October 18th, 2006
|jimbojones||06:21 pm - linguistic oddities|
When I speak to non-native English speakers, it makes me wonder what sort of little linguistic tics my own English-native-ness makes me inflict on other languages when I try to speak them. And how people ever get the brass balls to impersonate native speakers of another language, with how obvious the giveaways are on even extremely fluent speakers.
For instance, every Chinese and Indian ESL'er I know avoids the gender-neutral pronoun - it - like the fucking plague. "It" may wind up being "him" or "her" occasionally, but more frequently "it" becomes a never ending stream of "this one" or "that one."
But here's the weird thing - in Japanese, "this one" and "that one" are exactly what you say - "kore, sore, are"; "this one near me, that one near you, that one over there." And yet I have never heard a single Japanese ESL'er use that construction in English.

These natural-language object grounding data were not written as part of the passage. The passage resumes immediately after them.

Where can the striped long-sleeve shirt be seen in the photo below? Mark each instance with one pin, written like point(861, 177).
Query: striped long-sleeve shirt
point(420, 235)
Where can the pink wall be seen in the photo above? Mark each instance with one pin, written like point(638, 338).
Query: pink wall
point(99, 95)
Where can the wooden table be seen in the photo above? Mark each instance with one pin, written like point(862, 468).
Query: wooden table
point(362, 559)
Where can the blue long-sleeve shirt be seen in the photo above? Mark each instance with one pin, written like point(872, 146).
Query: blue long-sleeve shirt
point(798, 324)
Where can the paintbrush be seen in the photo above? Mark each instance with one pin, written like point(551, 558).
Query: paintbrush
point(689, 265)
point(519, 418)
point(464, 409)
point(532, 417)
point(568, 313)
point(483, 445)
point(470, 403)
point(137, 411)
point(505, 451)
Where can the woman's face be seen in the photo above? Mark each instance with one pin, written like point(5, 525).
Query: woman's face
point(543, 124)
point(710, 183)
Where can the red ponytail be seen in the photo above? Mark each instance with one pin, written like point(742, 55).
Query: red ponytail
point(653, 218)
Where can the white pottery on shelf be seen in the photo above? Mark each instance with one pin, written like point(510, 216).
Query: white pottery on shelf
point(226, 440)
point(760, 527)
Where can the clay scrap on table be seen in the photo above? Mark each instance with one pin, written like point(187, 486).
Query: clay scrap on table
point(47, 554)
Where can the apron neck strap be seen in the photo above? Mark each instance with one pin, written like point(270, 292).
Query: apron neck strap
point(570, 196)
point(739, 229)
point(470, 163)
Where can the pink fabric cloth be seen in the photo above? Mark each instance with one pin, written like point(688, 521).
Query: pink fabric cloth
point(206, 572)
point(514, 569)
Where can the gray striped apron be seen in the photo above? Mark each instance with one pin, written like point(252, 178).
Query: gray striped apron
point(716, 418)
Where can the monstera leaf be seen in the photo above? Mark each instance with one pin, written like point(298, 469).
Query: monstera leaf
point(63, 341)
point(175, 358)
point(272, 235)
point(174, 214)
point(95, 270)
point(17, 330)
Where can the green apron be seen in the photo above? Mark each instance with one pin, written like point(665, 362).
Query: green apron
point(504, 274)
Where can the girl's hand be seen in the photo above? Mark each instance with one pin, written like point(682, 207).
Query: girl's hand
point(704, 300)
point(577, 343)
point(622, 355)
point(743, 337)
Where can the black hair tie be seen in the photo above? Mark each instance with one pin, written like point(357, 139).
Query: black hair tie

They all seem to do fine with pronouns, even though in Japanese you hardly ever use the equivalent of a pronoun at all (you don't say "how is your health?" in Japanese, for example, you literally say "good health?" and the listener is expected to infer that you are asking his or her health instead of declaring your own).
So why do Japanese people seem to get pronouns so easily, while Indian and Chinese folks remain uncomfortable with 'em?